# Laptop für WoW



## kingrool (19. Januar 2010)

Hallo
könnt ihr mir ein Laptop emphehlen, wo WoW
auch flüssig läuft, hab leider nich so die Ahnung davon.
Der Preis sollte max. 500Euro sein.

spiel WoW auf ein rechner will den Laptop für mein kleinen bruder holen^^


----------



## Mungamau (19. Januar 2010)

Da gibt es genügend, musst mal bei deinem Händler Deines Vertrauens nachfragen. 
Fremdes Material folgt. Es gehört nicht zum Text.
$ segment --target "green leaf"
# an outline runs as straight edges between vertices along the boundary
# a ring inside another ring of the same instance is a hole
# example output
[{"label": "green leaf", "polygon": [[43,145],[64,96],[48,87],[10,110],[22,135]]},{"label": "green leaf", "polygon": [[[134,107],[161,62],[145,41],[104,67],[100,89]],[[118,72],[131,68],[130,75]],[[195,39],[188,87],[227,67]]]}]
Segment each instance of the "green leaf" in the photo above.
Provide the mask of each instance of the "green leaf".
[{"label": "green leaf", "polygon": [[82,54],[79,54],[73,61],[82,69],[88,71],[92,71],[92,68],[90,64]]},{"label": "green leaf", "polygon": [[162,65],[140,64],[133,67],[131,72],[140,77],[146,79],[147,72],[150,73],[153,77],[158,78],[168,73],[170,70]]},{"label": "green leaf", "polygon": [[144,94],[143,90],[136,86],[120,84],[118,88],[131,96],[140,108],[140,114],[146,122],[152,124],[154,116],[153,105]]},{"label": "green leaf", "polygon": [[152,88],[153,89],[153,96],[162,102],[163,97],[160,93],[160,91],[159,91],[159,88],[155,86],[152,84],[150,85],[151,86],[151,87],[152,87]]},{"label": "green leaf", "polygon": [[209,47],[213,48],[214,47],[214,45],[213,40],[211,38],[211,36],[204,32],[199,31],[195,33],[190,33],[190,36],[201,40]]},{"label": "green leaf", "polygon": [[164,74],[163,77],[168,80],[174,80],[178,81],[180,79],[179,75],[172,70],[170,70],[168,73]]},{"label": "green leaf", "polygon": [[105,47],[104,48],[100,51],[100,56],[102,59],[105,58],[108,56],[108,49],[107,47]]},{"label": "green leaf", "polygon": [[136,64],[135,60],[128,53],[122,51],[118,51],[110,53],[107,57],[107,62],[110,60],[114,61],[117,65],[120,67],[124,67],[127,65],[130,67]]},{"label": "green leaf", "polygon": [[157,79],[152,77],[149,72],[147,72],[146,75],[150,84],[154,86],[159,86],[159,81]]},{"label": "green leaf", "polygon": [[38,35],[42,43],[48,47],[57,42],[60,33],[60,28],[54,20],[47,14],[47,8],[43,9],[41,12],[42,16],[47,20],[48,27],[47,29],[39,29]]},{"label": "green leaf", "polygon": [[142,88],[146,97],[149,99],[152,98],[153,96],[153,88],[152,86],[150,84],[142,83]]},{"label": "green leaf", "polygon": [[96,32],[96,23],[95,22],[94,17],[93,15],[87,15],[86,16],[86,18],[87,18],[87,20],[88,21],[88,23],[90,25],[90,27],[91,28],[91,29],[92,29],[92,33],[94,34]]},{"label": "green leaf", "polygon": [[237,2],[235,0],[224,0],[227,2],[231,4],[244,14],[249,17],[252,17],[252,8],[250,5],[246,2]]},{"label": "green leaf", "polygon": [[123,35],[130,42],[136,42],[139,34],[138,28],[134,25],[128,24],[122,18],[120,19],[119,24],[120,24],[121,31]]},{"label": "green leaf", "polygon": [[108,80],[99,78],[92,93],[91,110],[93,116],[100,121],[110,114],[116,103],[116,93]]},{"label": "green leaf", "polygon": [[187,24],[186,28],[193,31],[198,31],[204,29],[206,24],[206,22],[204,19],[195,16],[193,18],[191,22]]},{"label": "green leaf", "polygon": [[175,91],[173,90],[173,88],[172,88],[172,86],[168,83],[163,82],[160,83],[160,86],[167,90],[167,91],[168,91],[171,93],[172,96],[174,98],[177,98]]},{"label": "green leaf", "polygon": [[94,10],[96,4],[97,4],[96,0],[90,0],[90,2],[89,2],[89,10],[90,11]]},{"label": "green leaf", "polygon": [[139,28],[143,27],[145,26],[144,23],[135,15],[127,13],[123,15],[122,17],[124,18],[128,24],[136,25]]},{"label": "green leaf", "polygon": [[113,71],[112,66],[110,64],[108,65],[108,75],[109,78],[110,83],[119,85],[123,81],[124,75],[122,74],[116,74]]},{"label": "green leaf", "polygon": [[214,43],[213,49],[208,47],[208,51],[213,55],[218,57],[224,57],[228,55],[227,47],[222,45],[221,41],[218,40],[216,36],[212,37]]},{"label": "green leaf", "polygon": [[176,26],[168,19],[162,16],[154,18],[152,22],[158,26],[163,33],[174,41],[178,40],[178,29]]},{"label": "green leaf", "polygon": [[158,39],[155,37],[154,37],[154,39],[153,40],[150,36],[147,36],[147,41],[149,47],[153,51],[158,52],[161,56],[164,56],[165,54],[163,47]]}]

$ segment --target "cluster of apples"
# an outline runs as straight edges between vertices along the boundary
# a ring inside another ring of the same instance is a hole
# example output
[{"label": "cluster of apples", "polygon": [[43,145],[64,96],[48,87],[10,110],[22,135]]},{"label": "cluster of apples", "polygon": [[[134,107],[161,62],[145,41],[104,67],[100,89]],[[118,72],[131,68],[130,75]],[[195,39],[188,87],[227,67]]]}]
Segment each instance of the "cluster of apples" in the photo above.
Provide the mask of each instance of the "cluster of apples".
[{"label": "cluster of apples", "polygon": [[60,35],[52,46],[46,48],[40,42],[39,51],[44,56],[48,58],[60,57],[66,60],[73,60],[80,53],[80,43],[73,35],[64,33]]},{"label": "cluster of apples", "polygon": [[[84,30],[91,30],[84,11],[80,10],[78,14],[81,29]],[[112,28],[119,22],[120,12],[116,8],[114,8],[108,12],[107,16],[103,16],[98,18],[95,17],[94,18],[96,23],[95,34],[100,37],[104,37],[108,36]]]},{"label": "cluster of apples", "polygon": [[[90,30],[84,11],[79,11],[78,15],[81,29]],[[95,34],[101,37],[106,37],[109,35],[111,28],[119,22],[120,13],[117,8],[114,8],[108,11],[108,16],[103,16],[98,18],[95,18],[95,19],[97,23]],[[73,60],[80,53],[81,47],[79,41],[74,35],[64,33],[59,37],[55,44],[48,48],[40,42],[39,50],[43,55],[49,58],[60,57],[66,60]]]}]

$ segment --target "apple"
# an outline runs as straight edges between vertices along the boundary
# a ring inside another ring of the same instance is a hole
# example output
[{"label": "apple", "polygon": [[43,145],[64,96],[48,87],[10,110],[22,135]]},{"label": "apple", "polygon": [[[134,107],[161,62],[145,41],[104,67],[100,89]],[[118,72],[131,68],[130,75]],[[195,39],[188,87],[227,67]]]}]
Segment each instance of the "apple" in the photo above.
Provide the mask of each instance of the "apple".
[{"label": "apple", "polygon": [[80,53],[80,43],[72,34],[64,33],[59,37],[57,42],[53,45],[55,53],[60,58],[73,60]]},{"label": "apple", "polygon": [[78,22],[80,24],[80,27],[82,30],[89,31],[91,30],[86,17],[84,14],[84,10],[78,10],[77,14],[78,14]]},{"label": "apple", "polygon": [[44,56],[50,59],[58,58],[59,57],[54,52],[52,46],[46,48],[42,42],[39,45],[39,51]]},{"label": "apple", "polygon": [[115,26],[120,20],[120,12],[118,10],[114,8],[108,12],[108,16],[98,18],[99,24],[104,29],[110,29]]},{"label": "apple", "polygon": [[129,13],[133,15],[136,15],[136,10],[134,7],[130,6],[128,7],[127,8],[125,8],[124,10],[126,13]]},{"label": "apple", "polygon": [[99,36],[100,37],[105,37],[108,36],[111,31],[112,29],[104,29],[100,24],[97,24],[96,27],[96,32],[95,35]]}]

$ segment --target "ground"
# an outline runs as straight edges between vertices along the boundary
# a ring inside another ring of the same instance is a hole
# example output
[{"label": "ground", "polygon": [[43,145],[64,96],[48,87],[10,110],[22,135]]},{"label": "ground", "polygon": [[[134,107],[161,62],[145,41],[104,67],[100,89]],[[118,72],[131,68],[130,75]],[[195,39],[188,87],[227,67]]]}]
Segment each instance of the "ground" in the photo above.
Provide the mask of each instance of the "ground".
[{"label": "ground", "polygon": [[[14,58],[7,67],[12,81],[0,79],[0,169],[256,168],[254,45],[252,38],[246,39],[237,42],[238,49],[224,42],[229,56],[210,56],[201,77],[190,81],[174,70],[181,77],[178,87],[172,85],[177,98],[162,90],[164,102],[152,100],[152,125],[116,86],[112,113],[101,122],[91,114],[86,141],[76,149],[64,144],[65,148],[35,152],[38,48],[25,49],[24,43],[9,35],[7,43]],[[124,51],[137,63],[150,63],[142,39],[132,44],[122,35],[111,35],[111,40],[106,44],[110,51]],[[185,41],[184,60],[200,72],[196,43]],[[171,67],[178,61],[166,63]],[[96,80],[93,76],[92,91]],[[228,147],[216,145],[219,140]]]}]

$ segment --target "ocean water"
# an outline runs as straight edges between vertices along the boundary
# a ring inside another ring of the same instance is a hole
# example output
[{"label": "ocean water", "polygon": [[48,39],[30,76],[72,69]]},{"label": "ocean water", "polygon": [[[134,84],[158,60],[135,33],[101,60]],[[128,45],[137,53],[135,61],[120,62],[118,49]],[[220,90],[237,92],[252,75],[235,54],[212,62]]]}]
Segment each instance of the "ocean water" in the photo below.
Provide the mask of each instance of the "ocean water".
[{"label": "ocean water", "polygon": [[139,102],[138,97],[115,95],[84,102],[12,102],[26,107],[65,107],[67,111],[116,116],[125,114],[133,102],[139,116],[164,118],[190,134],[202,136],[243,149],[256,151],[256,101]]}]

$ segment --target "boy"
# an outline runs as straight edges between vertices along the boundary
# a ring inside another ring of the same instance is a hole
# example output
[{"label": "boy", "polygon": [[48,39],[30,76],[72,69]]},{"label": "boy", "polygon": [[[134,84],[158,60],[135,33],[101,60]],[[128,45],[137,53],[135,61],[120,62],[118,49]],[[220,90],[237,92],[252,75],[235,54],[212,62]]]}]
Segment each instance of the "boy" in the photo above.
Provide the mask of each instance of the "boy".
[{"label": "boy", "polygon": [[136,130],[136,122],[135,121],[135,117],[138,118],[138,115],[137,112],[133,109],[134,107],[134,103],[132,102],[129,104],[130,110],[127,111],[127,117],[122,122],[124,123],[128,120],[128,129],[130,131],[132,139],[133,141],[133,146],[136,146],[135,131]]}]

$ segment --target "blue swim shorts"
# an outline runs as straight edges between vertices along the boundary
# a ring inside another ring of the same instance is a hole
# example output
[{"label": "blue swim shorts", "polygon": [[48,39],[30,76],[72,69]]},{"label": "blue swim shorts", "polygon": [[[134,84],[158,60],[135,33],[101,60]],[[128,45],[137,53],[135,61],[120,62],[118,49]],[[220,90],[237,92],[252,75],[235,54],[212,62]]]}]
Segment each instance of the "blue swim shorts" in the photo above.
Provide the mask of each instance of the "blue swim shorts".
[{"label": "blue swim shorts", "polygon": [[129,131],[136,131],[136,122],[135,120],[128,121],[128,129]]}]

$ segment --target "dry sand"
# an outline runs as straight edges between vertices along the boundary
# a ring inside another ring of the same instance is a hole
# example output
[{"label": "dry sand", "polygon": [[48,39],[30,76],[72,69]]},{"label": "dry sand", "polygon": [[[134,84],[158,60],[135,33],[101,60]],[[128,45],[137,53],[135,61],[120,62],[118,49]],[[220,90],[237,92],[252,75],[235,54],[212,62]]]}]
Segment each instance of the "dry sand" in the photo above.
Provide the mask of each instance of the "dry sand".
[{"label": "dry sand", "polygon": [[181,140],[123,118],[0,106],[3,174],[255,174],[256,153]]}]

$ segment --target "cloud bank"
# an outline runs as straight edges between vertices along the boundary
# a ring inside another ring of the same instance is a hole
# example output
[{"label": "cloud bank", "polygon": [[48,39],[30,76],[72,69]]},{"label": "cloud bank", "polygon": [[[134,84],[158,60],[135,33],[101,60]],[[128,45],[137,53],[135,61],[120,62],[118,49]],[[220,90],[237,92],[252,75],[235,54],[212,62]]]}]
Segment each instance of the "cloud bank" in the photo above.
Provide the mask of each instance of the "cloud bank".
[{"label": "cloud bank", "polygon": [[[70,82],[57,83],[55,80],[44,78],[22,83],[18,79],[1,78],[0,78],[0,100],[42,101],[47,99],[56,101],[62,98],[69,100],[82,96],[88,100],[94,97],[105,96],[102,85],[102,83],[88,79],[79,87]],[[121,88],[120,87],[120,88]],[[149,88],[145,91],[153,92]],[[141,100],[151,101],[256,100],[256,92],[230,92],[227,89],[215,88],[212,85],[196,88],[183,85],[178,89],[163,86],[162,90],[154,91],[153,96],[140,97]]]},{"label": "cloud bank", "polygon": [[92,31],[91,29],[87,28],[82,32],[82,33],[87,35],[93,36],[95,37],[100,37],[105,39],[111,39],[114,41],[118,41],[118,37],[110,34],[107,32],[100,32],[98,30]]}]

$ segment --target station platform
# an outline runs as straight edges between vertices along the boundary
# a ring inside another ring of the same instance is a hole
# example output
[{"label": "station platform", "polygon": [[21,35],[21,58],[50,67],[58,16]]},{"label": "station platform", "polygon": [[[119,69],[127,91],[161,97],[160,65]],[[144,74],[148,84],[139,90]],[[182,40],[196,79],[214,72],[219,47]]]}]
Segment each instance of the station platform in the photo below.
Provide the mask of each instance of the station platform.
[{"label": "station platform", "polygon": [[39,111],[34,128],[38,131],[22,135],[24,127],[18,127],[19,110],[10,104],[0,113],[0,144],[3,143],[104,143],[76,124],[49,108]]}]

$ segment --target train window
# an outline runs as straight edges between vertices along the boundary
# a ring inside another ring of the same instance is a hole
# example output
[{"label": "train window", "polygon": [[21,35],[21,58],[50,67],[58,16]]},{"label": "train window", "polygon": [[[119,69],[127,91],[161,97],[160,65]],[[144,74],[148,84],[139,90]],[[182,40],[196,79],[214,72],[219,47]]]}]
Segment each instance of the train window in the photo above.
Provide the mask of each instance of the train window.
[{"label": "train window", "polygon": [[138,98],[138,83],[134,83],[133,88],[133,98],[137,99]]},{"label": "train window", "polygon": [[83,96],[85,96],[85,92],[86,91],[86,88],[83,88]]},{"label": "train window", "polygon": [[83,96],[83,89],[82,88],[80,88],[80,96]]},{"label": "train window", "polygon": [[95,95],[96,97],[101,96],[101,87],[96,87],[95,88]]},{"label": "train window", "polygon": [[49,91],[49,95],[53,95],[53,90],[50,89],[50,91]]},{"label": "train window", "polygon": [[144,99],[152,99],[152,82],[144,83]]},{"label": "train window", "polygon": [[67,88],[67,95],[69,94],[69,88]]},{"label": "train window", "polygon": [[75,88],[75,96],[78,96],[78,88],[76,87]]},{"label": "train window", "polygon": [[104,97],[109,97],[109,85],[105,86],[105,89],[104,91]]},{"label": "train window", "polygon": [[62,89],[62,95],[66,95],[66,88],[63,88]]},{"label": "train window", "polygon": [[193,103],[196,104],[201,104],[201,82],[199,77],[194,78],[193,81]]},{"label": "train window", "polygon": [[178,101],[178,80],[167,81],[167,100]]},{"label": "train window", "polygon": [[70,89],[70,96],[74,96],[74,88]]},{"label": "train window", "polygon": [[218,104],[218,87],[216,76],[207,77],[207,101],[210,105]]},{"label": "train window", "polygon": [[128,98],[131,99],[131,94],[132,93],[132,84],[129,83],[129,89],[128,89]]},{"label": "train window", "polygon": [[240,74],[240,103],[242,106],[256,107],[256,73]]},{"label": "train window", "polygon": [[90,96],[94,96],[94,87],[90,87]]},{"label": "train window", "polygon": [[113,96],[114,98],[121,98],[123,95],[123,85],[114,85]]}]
			Dieser Inhalt steht nur eingeloggten Mitgliedern zur Verfügung.


----------



## Kârtôffêl-Onyxia (19. Januar 2010)

Habe einen von Expert für 555 Euro von der Marke Comaq (Tochter von HP) da läuft es aus mittlerer Grafik flüssig und läd auch einiger maßen fix 


			Dieser Inhalt steht nur eingeloggten Mitgliedern zur Verfügung.
        


Klar, 25er Raids stocken nen bisschen aber auch Dala verkraftet er 


			Dieser Inhalt steht nur eingeloggten Mitgliedern zur Verfügung.
        

 


Ich such mal den link raus, dann kannste bei den "Innereien" gucken ^^ 

Edit:
So, ist zwar nicht genau meiner aber so in etwa 
http://h10010.www1.hp.com/wwpc/de/de/ho/WF25a/321957-321957-3329742-89318-89318-3944778.html


----------



## dustail (19. Januar 2010)

kriegst mittlerweile so billig das zeugs, 4gb ram, ne ati hd 3200 drinne usw... für 499 letzens in real gewesen hehe


----------



## Mungamau (19. Januar 2010)

Real... Das hält aber dann genaulange wie das Gemüse ^^


----------



## X-orzist (19. Januar 2010)

kingrool schrieb:


> Hallo
> könnt ihr mir ein Laptop emphehlen, wo WoW
> auch flüssig läuft, hab leider nich so die Ahnung davon.
> Der Preis sollte max. 500Euro sein.
> ...



ein Notebook für max 500 Euro und darauf dann WoW spielen.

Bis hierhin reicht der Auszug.